The owner of the Suns, Winston Blenckstone, said he was caught in a squeeze play: His finances prevented him from continuing to test the law.

"We ran this thing as long as we could," he said. "It was good for us, the publicity was real good, and it's still a small-town promotion that's going to continue. But we couldn't afford financially to continue to fight."

That fight began on Easter 1998, when Carl Silverman, an agnostic from nearby Waynesboro, Pa., challenged a ticket-seller at the Suns' stadium.

In keeping with a promotion the Suns had offered for the previous five years, families were granted admission to the stadium for $6, a discount from the regular prices of $5 for adults and $3 for children. For baseball fans, the deal was a steal.

The catch was that, according to advertisements for the promotion, a family member had to present a church bulletin to get the discount.

The promotion was running as flawlessly as Tinker-to-Evers-to-Chance. Then along came Silverman, sliding high with his spikes sharpened.

He told a Suns ticket-seller that he didn't have a church bulletin. The man in the booth said he would give him one. When Silverman declined, the ticket-seller said he was not eligible for a discount.

Then baseball in Hagerstown became less focused on umpires and more focused on judges.

Silverman, with the ACLU, sued the team, claiming the promotion was illegal. The case was working its way through the courts when the team, Silverman and the ACLU decided to call a truce yesterday.

"The program was discriminatory," said Dwight Sullivan, an ACLU attorney in Baltimore. "We think this is a victory for tolerance and a defeat for discrimination."

Minor league baseball is built on gimmicks, and the Suns, a Class A affiliate of the Toronto Blue Jays, have seen their attendance slump in recent years.

Only recently did Washington County approve funds to replace the decrepit home of the Suns, Hagerstown Municipal Stadium, and the team still has to wait to see if the legislature will grant it $6 million to push the project through.

The Suns had maintained that Church Bulletin Day, as it had become known, was an effort to get more fans into the seats and to promote family values.

Team officials argued that the promotion was not discriminatory because bulletins from all religious denominations were accepted.

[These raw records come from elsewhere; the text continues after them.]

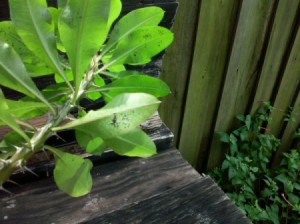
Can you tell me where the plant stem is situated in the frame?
[0,55,98,189]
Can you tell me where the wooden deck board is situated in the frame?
[0,148,249,224]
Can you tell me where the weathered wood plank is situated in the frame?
[0,0,177,28]
[178,0,239,170]
[85,177,251,224]
[159,0,200,146]
[0,149,249,224]
[268,23,300,137]
[251,0,300,114]
[272,92,300,166]
[207,0,275,169]
[0,112,174,187]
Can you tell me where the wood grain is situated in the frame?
[207,0,275,170]
[0,149,250,224]
[178,0,239,170]
[160,0,200,147]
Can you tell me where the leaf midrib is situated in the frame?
[52,101,160,131]
[103,9,164,54]
[26,0,64,77]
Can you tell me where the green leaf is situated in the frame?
[102,6,164,54]
[0,21,53,77]
[58,0,122,90]
[52,93,160,140]
[0,40,54,111]
[85,76,105,100]
[105,129,156,158]
[99,75,170,101]
[9,0,71,87]
[0,99,48,125]
[105,26,173,67]
[42,82,72,104]
[245,115,252,130]
[75,130,106,156]
[216,131,230,143]
[45,146,93,197]
[0,89,30,142]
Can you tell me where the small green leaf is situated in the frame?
[0,89,30,142]
[99,75,170,101]
[85,76,105,100]
[245,115,252,130]
[0,99,48,125]
[52,93,160,140]
[0,21,53,77]
[9,0,71,88]
[58,0,122,90]
[48,7,66,53]
[75,130,106,156]
[105,26,173,67]
[105,129,156,158]
[45,146,93,197]
[217,131,230,143]
[236,114,245,121]
[102,6,164,54]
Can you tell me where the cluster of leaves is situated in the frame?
[210,104,300,224]
[0,0,173,197]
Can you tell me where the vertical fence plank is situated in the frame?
[179,0,238,166]
[207,0,275,170]
[159,0,200,145]
[269,24,300,140]
[251,0,300,114]
[272,92,300,166]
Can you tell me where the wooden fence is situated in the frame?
[160,0,300,171]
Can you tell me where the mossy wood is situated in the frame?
[161,0,300,170]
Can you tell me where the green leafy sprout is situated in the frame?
[0,0,173,197]
[210,103,300,224]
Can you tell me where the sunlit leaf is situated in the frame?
[9,0,68,88]
[45,146,93,197]
[0,89,30,142]
[58,0,121,92]
[48,7,66,53]
[0,99,48,125]
[105,129,156,158]
[86,76,105,100]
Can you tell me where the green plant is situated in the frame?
[0,0,173,197]
[210,104,300,224]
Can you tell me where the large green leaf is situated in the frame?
[48,7,66,53]
[105,26,173,67]
[99,75,170,101]
[52,93,160,140]
[58,0,121,93]
[105,129,156,158]
[0,99,48,125]
[75,130,106,156]
[9,0,69,87]
[0,21,53,77]
[0,40,53,110]
[0,89,30,142]
[102,6,164,54]
[85,76,105,100]
[45,146,93,197]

Once Silverman filed suit, the issue rested with Maryland's public-accommodations law, which prohibits discrimination in public places based on religion, among other criteria.

The ACLU argued that charging higher ticket prices to agnostics or atheists was the same as discriminating against Catholics, Jews, blacks or whites.

In October, Administrative Law Judge Georgia Brady ruled that the Suns had not discriminated against Silverman because fans weren't required to bring church bulletins to the stadium to get the Church Bulletin Day discount. Ticket-sellers would provide the bulletins if the fans lacked them.

Silverman "was offered every advantage without regard to his creed," she wrote in her opinion.

The ACLU appealed to the Maryland Human Relations Commission.

Blenckstone said a separate ACLU lawsuit filed against the team in 1998 in U.S. District Court convinced him that it was time to settle on all fronts. That suit, which also challenged use of the church bulletins, had not had its day in federal court.

"When they put that federal lawsuit on us, they were asking that we not only be forced to drop the promotion, but they also wanted attorney fees should they be successful," he said. "As a small-businessman, that's a frightening thing to look forward to."

In pure minor-league baseball tradition, Blenckstone said he did not consider the settlement a defeat but an opportunity "to expand an already successful promotion."

Beginning with the first Sunday game of the coming season, on April 16 against the Greensboro Bats, the team will welcome church bulletins and bulletins from the 4-H Club, the Kiwanis Club, food kitchens and any other civic or nonprofit organization. The new promotion will be called Sunday Family Bulletin Day.

"It's a new year. We're expanding," Blenckstone said. "And we may expand to one of these days where you cut your hair off at the gate and get in free."